Induction heads were first discovered in 2022 by a team of researchers at OpenAI. They found that induction heads were present in all large language models that they looked at, up to about 13 billion parameters. They also found that induction heads were essential for the models' ability to track long-range dependencies in text.

The discovery of induction heads has led to a better understanding of how large language models work. It has also opened up new possibilities for using these models for tasks such as translation, summarisation, and question answering.

The following text is from the interview where Nanda is explaining this concept further:

'So we found these induction heads by looking at tiny two-layer attentionally-based models, and then we looked at larger models. It turns out that not only do all models that people have looked at have these heads, up to about 13 billion parameters. Since leaving OpenAI, I actually had a fun side project of looking at all the open-source models I could find, and I found them in about 41 models I checked. All of them that were big enough to have induction heads had them.

Not only do they appear everywhere, they also all appear in this sudden phase transition. As you're training the model, if you just keep checking, "Does it have induction heads? Does this have induction heads?" there's this narrow band of training, between about 5 to 10% of the way through training, where the model goes from no induction heads to basically fully formed induction heads. This is enough of a big deal, but if you look at the loss curve, which is the jargon for how good the model is at its task, there's this visible bump where the model is smoothly getting better, and it briefly gets better much faster, and then returns to its previous level of smoothly getting better when these induction heads form. So that's wild.

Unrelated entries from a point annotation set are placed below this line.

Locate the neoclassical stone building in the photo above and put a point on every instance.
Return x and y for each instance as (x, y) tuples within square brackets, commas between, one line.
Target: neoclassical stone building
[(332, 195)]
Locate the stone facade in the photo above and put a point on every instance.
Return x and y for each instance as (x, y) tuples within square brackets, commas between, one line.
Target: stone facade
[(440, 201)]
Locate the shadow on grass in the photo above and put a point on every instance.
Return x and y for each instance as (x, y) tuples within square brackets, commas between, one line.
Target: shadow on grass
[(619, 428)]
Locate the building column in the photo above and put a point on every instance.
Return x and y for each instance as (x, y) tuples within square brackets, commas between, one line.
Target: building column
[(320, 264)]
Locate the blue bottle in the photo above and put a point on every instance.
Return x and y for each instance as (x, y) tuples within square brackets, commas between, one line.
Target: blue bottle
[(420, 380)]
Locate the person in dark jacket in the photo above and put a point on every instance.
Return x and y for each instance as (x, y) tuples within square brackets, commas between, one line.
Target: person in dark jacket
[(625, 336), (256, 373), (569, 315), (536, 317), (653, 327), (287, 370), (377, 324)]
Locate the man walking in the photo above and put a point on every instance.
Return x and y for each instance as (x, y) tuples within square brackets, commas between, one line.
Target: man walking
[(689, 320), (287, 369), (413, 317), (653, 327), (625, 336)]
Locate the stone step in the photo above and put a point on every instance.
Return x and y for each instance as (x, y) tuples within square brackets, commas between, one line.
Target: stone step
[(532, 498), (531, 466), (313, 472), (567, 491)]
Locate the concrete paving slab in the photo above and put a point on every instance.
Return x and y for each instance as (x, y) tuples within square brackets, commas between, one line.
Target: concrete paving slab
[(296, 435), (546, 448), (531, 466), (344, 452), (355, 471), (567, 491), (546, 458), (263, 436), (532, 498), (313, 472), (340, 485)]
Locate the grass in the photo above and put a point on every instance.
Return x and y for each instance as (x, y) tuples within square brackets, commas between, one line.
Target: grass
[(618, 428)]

Then the next totally wild thing about induction heads is that they're really important for this thing models can do called context learning. So a general fact about language models that are trained on public data is that the more previous words you give them, the better they are. Which is kind of intuitive. If you're trying to predict what comes next in the sentence, "The cat sat on the mat," like, what comes after "on the mat?" If you just have "the," it's really hard. If you've got "it," it's easier. If you've got "the cat sat on the," it's like way easier. But it's not obvious that if you add more than 100 words it really matters. And in fact, older models weren't that good at using words more than 100 words back. And it's kind of not obvious how you do this, though clearly it should be possible. For example, if I'm reading a book, the chapter heading is probably relevant to figuring out what comes next. Or, like, if I'm reading an article, the introduction is pretty relevant. But it's definitely a weird thing that models can do this.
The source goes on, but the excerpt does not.